The games were going through staged beta phases with very different unknowns at each one. PB1 introduced Arena’s Survival Mode and the team needed to know whether players could actually understand round structure and combat feedback under pressure. PB2 and PB3 added Overworld and Illuvium Zero, which raised a different question: did players understand the systems on their own terms, or were they leaning on documentation and Discord to fill gaps the UI should have closed? Without structured research, the team would have been iterating on intuition and forum posts.

Illuvium Overworld

The research

I worked with game designers at the start of each beta to identify the highest-stakes questions, then designed research frameworks to answer them.

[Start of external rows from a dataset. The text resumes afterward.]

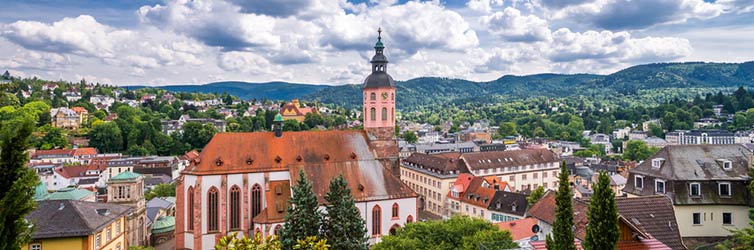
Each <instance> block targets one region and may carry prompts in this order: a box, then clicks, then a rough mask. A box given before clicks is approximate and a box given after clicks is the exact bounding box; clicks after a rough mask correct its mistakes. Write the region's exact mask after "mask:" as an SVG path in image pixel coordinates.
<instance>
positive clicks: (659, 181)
mask: <svg viewBox="0 0 754 250" xmlns="http://www.w3.org/2000/svg"><path fill="white" fill-rule="evenodd" d="M660 183H662V192H660V190H659V185H657V184H660ZM666 184H667V182H666V181H665V180H660V179H655V193H657V194H664V193H666V192H667V188H668V186H667V185H666Z"/></svg>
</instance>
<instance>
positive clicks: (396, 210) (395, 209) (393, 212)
mask: <svg viewBox="0 0 754 250" xmlns="http://www.w3.org/2000/svg"><path fill="white" fill-rule="evenodd" d="M398 217H399V214H398V203H393V218H398Z"/></svg>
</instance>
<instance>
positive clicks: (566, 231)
mask: <svg viewBox="0 0 754 250" xmlns="http://www.w3.org/2000/svg"><path fill="white" fill-rule="evenodd" d="M572 193H573V192H572V191H571V186H570V183H569V182H568V168H567V167H566V164H565V161H563V162H562V163H561V164H560V174H559V175H558V191H557V192H556V193H555V204H556V207H555V222H553V225H552V233H550V234H549V235H547V239H546V241H545V245H546V247H547V249H548V250H576V245H574V242H573V194H572Z"/></svg>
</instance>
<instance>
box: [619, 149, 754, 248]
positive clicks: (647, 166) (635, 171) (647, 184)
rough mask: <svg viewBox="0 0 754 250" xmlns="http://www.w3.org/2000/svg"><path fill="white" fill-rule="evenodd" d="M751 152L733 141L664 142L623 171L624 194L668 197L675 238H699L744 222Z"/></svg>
mask: <svg viewBox="0 0 754 250" xmlns="http://www.w3.org/2000/svg"><path fill="white" fill-rule="evenodd" d="M751 164H752V154H751V152H750V151H749V150H748V149H746V148H745V147H744V146H741V145H738V144H735V145H669V146H667V147H665V148H663V149H662V150H660V151H659V152H657V153H656V154H655V155H653V156H652V157H650V158H649V159H647V160H645V161H644V162H642V163H641V164H639V166H637V167H635V168H633V169H631V170H629V177H628V183H627V184H626V187H625V188H624V189H623V192H625V193H627V194H628V196H629V197H633V196H642V197H644V196H650V195H655V194H660V195H665V196H668V197H670V199H671V200H672V202H673V208H674V210H675V216H676V219H677V221H678V225H679V229H680V233H681V236H683V237H684V240H685V239H687V238H691V239H694V240H699V241H705V240H707V239H716V238H718V237H725V236H729V235H731V232H730V231H729V229H733V228H743V227H747V226H749V224H748V220H747V219H746V218H748V216H749V207H751V206H752V205H754V202H752V197H751V194H750V192H749V191H748V189H747V185H748V183H749V182H750V177H748V173H749V170H750V168H751Z"/></svg>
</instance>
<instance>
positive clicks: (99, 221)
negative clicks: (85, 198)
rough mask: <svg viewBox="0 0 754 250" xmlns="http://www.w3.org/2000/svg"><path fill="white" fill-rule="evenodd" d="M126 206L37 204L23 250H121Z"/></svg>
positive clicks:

  • Private Beta 1 (Arena Survival Mode): screening surveys to select participants who matched the target player profile, followed by one-on-one moderated playtests with structured interviews. The mix gave us behavioural data from the playtest itself plus qualitative depth from the interviews.
  • Private Betas 2 and 3 (Overworld + Illuvium Zero): quantitative surveys to assess player understanding of features at scale. Combined with targeted moderated sessions to dig into anything the surveys flagged.

I synthesised everything in Dovetail — coding playtest video, tagging survey responses, and rolling findings into actionable insight reports for the game design team.

Key findings

Across the betas, a handful of issues kept surfacing as high-impact, low-effort fixes:

  • Legibility: key information in moment-to-moment play wasn’t reading at the speed the gameplay demanded.
  • Round status indicators in Arena: players were missing where they were in the round flow, especially under pressure.
  • The start button: undersized for how often players needed to find it, particularly on smaller displays.
  • Illuvial information cards: dense, but the hierarchy didn’t match how players actually compared units.
  • Arena results screen: too much going on at end-of-match, slowing the loop between matches.
Illuvium gameplay detail

Synthesis and prioritisation

The Dovetail synthesis output landed with the game design team as prioritised insight reports — what to change, why it mattered, and which players were affected. That gave product and design a shared basis for sequencing changes inside the broader beta roadmap, instead of arguing from anecdote. Things that would meaningfully unblock players moved early; nice-to-haves got parked for later passes.

The UX/UI work

Alongside the research, I worked with the Game UX/UI designers on design changes that came out of it:

  • Overworld: initial Menu UX/UI, plus other tweaks across the experience.
  • Arena: rework of the Illuvial information cards to match how players actually compared units, a streamlined results screen, plus minor fixes (legibility, round status indicators, start button sizing) directly tied to research findings.
Illuvium UI detail

Outcome

The research findings drove iteration on Arena’s Survival Mode and made it more user-friendly. Interface improvements across Illuvial cards, the results screen, and the broader UI made the games more accessible. The research framework I set up kept feeding back into Overworld and Illuvium Zero design decisions through subsequent betas.

Reflection

This project deepened my expertise in end-to-end UX research — from defining the experience goals with game designers, through running and moderating playtests, to synthesising data into insights the team could actually act on. Working with 10+ playtest participants taught me how much the framing of an interview shapes what you learn, and how essential it is to bring findings back as something a designer can pick up and ship — not as a deck nobody re-opens.